INPRS staff committed $80 million to existing credit manager Oak Hill Advisors for investment in OHA Structured Products Fund II. The fund's managers are to invest opportunistically in collateralized loan obligation debt and equity tranches in the U.S. and Europe, primarily in the secondary market.
New credit manager 400 Capital Management also was awarded an $80 million commitment for investment in 400 Capital Asset Based Term Fund II. Portfolio managers of the fund are to seek credit opportunities in the U.S. and Europe with a focus on residential and commercial real estate debt, consumer finance and specialty finance markets, the board report showed.
After a search, INPRS' investment officers hired new manager Parametric Portfolio Associates to run a $412 million cash rebalancing overlay. Parametric replaces Russell Investments as manager. A reason for the manager change was not provided in board meeting materials.

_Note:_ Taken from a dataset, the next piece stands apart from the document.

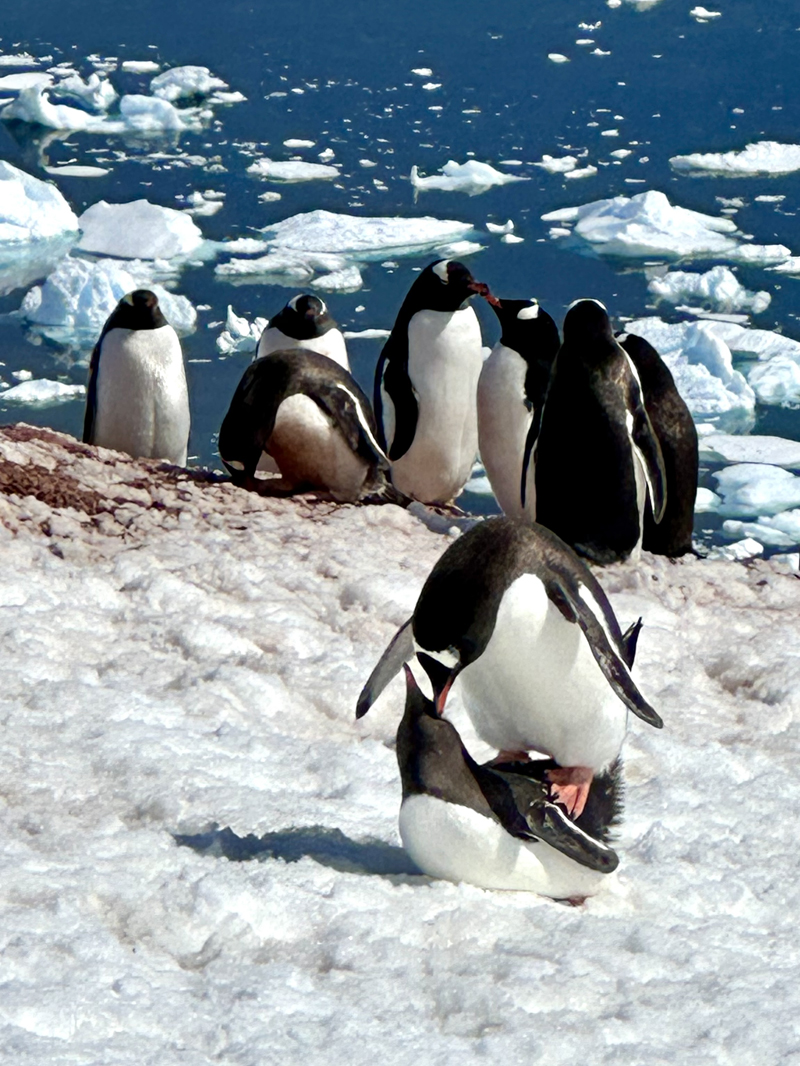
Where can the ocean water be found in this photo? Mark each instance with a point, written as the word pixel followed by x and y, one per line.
pixel 665 81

INPRS' board also approved the retention of BNY Mellon to provide master custody services. BNY Mellon was first appointed in 2011, said Dimitri Kyser, an INPRS spokesman, in an email, noting that the bank's current contract expires June 30.
Mr. Kyser said the board decided to rebid the master custody contract because "it was a good time to perform another test of the market fees and capabilities" given that BNY Mellon's contract was approaching its 10th year.
The new contract is for five years beginning July 1, with the option to renew the contract for an additional five years, Mr. Kyser said.
INPRS managed a total of $38.6 billion as of Sept 30. In addition to the $32.2 billion defined benefit plan, INPRS staff also oversee management of $5.9 billion of defined contribution plan assets with the balance in other public funds.